Cell-based HTS identifies a chemical chaperone for preventing ER protein aggregation and proteotoxicity.

Keisuke Kitakaze,Seiichi Oyadomari,Yoshimasa Hamada,Hirotatsu Kojima,Takamitsu Hosoya,Masato Miyake,Suguru Yoshida,Miho Oyadomari,Tomoko Kuribara,Hidetaka Kosako,Eri Kawano,Shusuke Taniuchi

doi:10.7554/elife.43302

Abstract

The endoplasmic reticulum (ER) is responsible for folding secretory and membrane proteins, but disturbed ER proteostasis may lead to protein aggregation and subsequent cellular and clinical pathologies. Chemical chaperones have recently emerged as a potential therapeutic approach for ER stress-related diseases. Here, we identified 2-phenylimidazo[2,1-b]benzothiazole derivatives (IBTs) as chemical chaperones in a cell-based high-throughput screen. Biochemical and chemical biology approaches revealed that IBT21 directly binds to unfolded or misfolded proteins and inhibits protein aggregation. Finally, IBT21 prevented cell death caused by chemically induced ER stress and by a proteotoxin, an aggression-prone prion protein. Taken together, our data show the promise of IBTs as potent chemical chaperones that can ameliorate diseases resulting from protein aggregation under ER stress.

Highlights

Proteins are responsible for many tasks in cellular life, and having a correct three-dimensional protein structure is essential for their function
Activation of each branch of the UPR can be reported by transcriptional reporters containing endoplasmic reticulum (ER) stress response element-2 (ERSE2) (Kokame et al, 2001), unfolded protein response element (UPRE) (Yoshida et al, 2001) and amino acid response element (AARE) (Bruhat et al, 2000), which are ATF6, XBP1 and ATF4 binding sequences, respectively
To directly address whether IBT21 exerted its effects though chemical chaperone activity, we investigated the effects of IBT21 on reducing protein aggregation during ER stress

Summary

Introduction

Proteins are responsible for many tasks in cellular life, and having a correct three-dimensional protein structure is essential for their function.
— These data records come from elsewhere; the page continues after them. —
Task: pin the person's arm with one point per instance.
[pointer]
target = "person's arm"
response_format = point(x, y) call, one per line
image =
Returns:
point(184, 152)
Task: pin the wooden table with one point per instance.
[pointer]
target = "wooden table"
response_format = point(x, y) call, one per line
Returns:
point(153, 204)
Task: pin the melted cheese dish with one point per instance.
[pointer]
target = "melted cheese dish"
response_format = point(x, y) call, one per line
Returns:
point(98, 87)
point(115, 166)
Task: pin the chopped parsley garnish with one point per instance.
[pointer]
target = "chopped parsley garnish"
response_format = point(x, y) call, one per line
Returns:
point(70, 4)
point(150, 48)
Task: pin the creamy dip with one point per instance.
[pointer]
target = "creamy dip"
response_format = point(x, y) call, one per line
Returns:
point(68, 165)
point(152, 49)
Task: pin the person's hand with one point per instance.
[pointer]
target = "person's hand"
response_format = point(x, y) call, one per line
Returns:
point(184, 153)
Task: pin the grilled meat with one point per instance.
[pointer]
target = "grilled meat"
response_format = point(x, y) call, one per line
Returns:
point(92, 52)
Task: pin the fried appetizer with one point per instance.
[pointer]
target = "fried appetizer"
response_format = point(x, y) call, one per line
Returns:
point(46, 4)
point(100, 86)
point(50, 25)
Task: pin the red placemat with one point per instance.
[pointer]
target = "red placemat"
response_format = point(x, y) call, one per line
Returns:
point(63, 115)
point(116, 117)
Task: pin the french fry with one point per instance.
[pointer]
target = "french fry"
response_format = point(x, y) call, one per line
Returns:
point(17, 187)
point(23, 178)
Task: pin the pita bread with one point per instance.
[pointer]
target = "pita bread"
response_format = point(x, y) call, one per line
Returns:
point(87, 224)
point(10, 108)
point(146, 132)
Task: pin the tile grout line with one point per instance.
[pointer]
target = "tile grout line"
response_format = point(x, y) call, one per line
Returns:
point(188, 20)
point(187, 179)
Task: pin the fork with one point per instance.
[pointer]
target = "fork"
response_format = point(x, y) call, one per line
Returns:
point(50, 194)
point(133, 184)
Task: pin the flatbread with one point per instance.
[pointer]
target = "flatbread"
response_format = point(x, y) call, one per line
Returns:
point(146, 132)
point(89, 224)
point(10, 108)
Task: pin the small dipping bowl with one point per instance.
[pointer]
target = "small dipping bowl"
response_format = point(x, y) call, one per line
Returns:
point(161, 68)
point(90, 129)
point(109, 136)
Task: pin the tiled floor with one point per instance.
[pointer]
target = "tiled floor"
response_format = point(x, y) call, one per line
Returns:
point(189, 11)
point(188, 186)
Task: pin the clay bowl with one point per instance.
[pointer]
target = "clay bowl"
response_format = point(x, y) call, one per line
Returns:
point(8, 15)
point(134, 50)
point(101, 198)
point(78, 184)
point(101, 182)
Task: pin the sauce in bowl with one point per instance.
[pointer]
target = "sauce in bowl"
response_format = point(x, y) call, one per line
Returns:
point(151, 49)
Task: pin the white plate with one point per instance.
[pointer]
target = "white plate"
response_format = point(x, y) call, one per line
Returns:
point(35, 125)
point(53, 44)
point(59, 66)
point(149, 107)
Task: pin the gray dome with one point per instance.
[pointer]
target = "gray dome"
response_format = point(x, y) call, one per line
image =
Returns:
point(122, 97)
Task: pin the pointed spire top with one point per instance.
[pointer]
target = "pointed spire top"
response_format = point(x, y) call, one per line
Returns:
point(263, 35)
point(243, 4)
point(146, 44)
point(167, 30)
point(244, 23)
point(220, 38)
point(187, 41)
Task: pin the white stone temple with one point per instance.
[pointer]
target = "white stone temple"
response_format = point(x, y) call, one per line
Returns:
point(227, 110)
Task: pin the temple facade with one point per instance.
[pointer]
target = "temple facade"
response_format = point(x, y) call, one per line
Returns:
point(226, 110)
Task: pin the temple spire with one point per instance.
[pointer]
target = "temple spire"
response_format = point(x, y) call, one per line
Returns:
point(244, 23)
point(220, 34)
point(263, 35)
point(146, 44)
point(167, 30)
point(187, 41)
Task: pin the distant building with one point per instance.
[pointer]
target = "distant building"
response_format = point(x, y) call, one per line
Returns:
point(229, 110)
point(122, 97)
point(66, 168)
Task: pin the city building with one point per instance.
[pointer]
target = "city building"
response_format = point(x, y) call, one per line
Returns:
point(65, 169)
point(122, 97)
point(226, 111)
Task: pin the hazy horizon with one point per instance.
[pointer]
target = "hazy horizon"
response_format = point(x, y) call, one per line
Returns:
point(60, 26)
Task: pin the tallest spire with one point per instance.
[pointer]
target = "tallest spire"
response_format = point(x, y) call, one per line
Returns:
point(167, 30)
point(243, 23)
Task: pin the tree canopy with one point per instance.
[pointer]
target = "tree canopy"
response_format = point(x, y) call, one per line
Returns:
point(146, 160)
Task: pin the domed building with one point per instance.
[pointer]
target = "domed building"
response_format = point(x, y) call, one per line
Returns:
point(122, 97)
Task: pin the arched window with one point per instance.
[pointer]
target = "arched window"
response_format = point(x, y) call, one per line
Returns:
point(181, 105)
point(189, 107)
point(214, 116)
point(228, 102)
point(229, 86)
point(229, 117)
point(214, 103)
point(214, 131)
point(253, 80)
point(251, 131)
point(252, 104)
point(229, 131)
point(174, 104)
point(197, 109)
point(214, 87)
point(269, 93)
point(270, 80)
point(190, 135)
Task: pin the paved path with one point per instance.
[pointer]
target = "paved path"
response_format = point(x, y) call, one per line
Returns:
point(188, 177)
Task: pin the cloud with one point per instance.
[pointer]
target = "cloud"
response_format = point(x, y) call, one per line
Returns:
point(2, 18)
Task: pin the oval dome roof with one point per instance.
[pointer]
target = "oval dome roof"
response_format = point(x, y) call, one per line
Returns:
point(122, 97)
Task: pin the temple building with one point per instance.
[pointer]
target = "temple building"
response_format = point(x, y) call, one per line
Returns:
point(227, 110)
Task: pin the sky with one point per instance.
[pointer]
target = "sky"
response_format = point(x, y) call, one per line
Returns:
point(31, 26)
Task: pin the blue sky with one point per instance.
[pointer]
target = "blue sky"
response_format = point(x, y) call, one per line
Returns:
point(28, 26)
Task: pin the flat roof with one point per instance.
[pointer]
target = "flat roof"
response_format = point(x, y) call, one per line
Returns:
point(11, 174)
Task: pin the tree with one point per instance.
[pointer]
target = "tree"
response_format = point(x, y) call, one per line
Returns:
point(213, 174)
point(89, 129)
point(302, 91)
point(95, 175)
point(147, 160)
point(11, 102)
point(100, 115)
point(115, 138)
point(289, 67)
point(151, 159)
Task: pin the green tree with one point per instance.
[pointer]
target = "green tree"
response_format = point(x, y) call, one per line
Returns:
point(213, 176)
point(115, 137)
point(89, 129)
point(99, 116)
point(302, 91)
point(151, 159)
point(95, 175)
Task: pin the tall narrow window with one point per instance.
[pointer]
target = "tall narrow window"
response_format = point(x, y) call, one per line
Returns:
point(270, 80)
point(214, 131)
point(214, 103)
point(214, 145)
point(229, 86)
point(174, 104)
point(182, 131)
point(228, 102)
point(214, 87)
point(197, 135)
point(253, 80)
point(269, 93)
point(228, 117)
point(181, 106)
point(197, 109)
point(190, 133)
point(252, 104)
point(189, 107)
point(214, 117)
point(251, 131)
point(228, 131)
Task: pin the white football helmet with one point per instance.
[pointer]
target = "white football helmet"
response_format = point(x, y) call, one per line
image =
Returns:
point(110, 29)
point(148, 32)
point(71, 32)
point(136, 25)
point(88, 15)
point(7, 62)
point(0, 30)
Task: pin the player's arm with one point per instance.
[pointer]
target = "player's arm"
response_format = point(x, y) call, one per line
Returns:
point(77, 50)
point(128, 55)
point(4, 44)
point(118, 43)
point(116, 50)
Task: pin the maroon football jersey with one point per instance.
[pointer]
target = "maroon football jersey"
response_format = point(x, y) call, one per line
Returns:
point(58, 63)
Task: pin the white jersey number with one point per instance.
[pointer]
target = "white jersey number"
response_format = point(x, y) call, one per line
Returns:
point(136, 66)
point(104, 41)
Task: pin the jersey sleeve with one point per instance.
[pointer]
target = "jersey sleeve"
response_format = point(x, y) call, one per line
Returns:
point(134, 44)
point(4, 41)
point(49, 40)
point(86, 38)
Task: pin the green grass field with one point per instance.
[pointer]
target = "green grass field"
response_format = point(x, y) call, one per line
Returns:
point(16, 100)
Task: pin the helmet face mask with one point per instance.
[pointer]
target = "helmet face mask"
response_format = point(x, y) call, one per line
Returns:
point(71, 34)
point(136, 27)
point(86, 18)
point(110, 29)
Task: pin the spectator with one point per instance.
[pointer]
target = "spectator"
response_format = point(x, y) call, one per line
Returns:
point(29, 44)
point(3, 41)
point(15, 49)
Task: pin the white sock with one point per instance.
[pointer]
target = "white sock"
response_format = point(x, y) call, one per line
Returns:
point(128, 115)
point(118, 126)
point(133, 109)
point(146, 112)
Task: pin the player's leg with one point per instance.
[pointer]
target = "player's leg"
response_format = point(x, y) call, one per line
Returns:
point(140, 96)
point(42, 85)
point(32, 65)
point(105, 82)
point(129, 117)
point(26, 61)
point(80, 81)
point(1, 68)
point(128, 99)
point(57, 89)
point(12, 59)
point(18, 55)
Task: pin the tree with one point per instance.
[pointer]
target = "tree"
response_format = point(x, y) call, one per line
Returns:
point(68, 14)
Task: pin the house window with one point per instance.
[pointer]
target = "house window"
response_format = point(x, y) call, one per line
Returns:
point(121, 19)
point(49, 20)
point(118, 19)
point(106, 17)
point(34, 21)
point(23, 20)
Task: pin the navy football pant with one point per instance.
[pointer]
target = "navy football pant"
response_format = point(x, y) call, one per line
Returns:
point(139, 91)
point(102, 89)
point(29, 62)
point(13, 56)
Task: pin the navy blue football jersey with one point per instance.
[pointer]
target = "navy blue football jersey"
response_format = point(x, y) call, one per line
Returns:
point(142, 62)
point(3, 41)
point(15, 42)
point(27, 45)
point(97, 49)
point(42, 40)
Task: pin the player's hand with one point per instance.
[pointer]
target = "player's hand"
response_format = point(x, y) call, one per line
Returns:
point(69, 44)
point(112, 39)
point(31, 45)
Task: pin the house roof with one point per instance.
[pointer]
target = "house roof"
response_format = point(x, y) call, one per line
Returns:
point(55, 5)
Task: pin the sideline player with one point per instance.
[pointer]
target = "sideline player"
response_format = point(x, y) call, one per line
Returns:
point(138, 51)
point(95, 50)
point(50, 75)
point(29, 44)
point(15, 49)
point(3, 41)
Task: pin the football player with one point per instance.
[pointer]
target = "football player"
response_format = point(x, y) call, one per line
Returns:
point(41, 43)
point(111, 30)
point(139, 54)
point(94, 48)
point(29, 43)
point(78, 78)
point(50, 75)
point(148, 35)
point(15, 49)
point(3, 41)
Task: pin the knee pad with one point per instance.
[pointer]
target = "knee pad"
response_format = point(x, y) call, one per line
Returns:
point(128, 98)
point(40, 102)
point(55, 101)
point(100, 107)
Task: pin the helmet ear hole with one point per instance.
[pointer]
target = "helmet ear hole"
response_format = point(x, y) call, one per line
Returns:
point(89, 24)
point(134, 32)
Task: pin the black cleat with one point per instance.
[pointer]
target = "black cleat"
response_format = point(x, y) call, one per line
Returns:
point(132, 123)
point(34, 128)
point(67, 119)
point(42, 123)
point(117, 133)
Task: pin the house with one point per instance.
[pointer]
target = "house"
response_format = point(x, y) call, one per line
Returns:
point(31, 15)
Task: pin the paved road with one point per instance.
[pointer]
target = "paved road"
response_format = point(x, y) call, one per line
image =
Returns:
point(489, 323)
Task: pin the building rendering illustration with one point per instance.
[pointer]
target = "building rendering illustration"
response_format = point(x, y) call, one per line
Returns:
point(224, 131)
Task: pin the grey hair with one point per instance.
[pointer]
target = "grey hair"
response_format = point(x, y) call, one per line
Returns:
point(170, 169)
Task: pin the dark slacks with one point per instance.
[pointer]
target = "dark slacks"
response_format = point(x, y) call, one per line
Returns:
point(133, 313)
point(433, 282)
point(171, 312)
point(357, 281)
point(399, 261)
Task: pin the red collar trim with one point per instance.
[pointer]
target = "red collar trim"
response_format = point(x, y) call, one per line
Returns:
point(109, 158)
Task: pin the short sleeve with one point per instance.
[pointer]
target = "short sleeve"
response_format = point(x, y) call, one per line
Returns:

Molecular chaperones are proteins that assist the covalent folding or unfolding of proteins and the assembly or disassembly of protein complexes. One major function of chaperones is to prevent both newly synthesized polypeptide chains and assembled subunits from aggregating into non-functional structures. The accumulation of unfolded or misfolded proteins in the endoplasmic reticulum (ER) is called ER stress. The cell has an adaptive system against ER stress called the unfolded protein response (UPR), which is the coordinated transcriptional upregulation of ER chaperones and folding enzymes that prevents the aggregation of unfolded and incompletely folded proteins (Mori, 2000; Walter and Ron, 2011; Han and Kaufman, 2017). Disturbance of the UPR has important pathological consequences, including diabetes, neurodegenerative disease and cancer (Hotamisligil, 2010; Martınez et al, 2018; Clarke et al, 2014)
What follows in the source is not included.